When the fabulously “just so wrong its right” comedian Sarah Silverman tweeted her “Ten Rape Prevention Tips” in March, naturally lots of people, mainly men, accused her of being a “man hater” and seemed to think that she was claiming that all men were potential rapists.
1. Don’t put drugs in women’s drinks.
2. When you see a woman walking by herself, leave her alone.
3. If you pull over to help a woman whose car has broken down, remember not to rape her.
4. If you are in an elevator and a woman gets in, don’t rape her.
5. When you encounter a woman who is asleep, the safest course of action is not to rape her.
6. Never creep into a woman’s home through an unlocked door or window, or spring out at her from between parked cars, or rape her.
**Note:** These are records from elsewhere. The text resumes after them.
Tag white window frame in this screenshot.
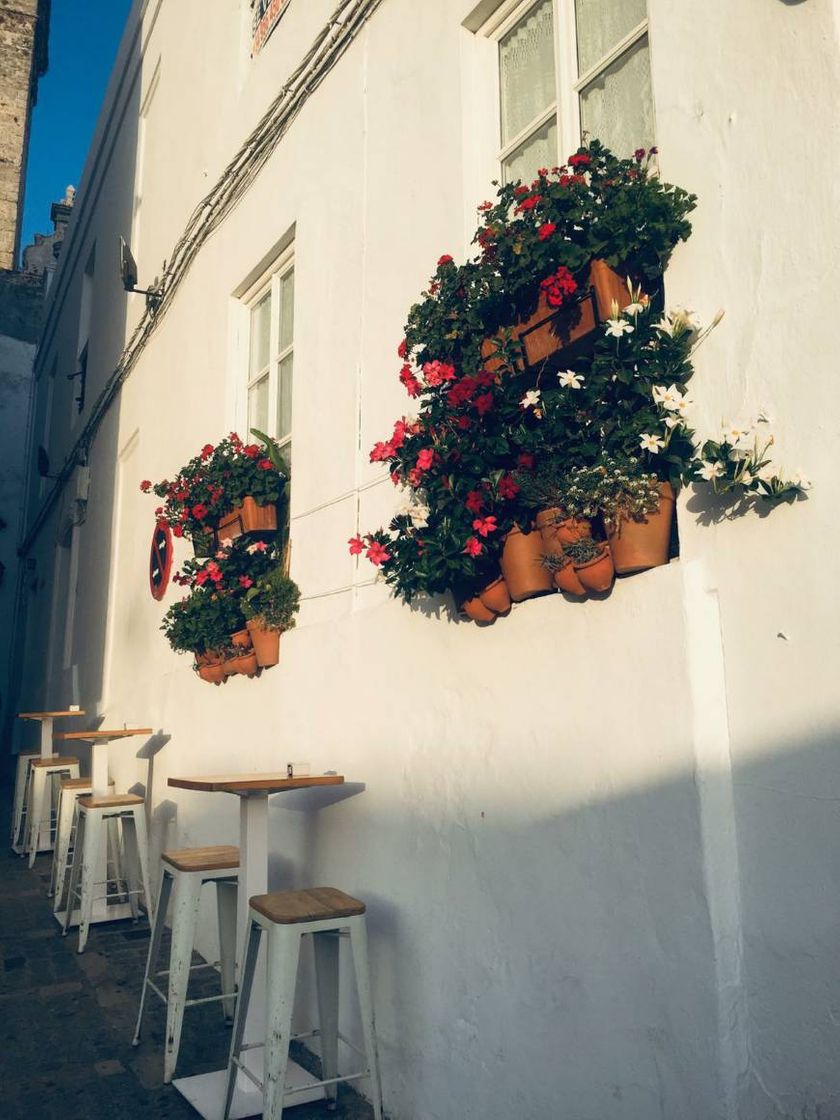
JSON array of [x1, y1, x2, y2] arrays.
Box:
[[239, 242, 297, 450], [474, 0, 651, 187]]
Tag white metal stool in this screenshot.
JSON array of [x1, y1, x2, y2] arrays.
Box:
[[63, 793, 155, 953], [131, 844, 240, 1084], [11, 750, 40, 851], [26, 755, 78, 867], [48, 777, 93, 913], [223, 887, 382, 1120]]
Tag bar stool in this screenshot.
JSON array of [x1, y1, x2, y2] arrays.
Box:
[[131, 844, 240, 1084], [11, 750, 40, 851], [47, 777, 93, 913], [26, 755, 78, 867], [63, 793, 155, 953], [223, 887, 382, 1120]]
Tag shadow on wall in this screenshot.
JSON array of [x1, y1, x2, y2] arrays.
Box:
[[156, 729, 840, 1120]]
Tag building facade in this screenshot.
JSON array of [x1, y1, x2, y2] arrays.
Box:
[[16, 0, 840, 1120]]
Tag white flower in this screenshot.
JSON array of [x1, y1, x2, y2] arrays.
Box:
[[638, 432, 665, 455], [557, 370, 584, 389], [604, 319, 635, 338], [700, 463, 724, 483]]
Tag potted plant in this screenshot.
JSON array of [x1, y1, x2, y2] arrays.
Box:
[[242, 564, 300, 668], [563, 536, 615, 591]]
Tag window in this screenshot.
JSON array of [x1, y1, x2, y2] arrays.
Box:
[[248, 251, 295, 463], [485, 0, 654, 181]]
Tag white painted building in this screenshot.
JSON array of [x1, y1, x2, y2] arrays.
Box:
[[8, 0, 840, 1120]]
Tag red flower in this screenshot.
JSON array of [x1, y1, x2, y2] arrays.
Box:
[[473, 393, 493, 417], [464, 491, 484, 513], [498, 475, 520, 498], [423, 362, 456, 386], [400, 365, 422, 396], [365, 541, 391, 568], [473, 514, 498, 536]]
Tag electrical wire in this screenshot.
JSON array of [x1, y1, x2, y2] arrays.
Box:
[[18, 0, 382, 557]]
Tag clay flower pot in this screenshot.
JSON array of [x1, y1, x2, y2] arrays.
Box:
[[607, 483, 675, 576], [459, 595, 498, 623], [482, 261, 631, 372], [221, 650, 256, 676], [478, 576, 511, 615], [216, 497, 277, 541], [245, 618, 280, 669], [534, 506, 592, 556], [575, 541, 615, 591], [553, 557, 586, 595], [501, 525, 554, 603]]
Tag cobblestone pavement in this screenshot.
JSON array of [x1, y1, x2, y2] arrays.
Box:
[[0, 786, 373, 1120]]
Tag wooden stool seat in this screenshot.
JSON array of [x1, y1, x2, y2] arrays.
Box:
[[160, 844, 240, 871], [78, 793, 143, 809], [249, 887, 365, 925]]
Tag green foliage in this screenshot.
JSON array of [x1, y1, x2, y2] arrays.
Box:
[[242, 566, 300, 631]]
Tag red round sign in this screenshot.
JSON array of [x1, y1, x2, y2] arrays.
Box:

7. Remember, people go to the laundry room to do their laundry. Do not attempt to molest someone who is alone in a laundry room.
8. Use the buddy system! If it is inconvenient for you to stop yourself from raping women, ask a trusted friend to accompany you at all times.
9. Carry a rape whistle. If you find you are about to rape someone, blow the whistle until someone comes to stop you.
10. Don’t forget: Honesty is the best policy. When you are asking a woman out on a date, don’t pretend you are interested in her as a person; tell her straight up that you expect to be raping her later. If you don’t communicate your intentions, the woman may take it as a sign you do not plan to rape her.
She was, in fact, highlighting the common double standard in how rape is treated in the world. It is in essence a reversal of the type of “how to avoid rape” tips given to women, with the onus placed upon the potential victim, not the prospective offender. We will never reduce sexual violence if perpetrators are allowed to hide behind language that implicitly or explicitly blames victims. The simple fact underlined by the list Silverman tweeted is that rape is a choice – one that the rapist makes.